Dad looked at Mum and laughed. Jake threw his hands up. He’d eaten too much, he felt sick; and indigestion, disgust, or fury burned in his chest.

“She wants you to know she’s sorry.”

“Yeah, she told me. It’s friggin’ easy to say isn’t it?” He stood. He had to get out of here. “Thanks for dinner, Mum. I reckon you should take your matchmaking shingle down now. I don’t need your help.”

“See you out,” said Dad, glancing briefly at Mum. He leaned on the table to pull himself upright and shuffled up the hall with Jake. At the front door, he tapped Jake’s heart with his strong left hand. “She here?”

Before the stroke Jake would have toughed that question out, fired back some slick retort. But now, looking at his father, knowing how close they’d come to losing him, and how hard he was working to recover, he couldn’t fudge it. He nodded. There was a hardness in his heart that pained from not having Rielle in his life.

Dad moved his hand to Jake’s face. “She here?”

Jake nodded again, closed his eyes. He saw one of a hundred images of Rielle that had free reign in his thoughts, heard the music of her laughter, felt the sensation of her touch. “It’s no good, Dad.”

Dad folded his last three fingers back and popped his thumb out, forming a pistol shape with his good hand. He fired it against Jake’s temple, mumbled “Fuckwit,” and pulled him in for a tender hug using both arms—one tight and strong, one loose and weak—before releasing Jake, swaying slightly from the sudden shift in balance.

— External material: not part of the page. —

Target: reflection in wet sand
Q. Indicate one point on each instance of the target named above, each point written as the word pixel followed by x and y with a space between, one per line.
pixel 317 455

Jake reached out to steady him. “You can’t just use swear words, Dad, you have to use whole sentences.”

“A new

me.” Dad laughed. “And you?”

“I guess I have to use whole sentences too.”

49. Real

At home with the rental beige paint and the semi-regular ant trail, Jake knew he wouldn’t sleep. He called Bodge, woke him up, and wasn’t sorry about it.

“Where is she?”

“Mate, I’m not sure I—”

“Where is she, Bodge?”

Bodge breathed a flubber of air down the phone. “Look, last time I got involved in this, things didn’t go so good.”

Jake stood at the sink and looked out the window, as if by looking into the night sky he could find Rielle himself. “You could say that. I want to know where she is.”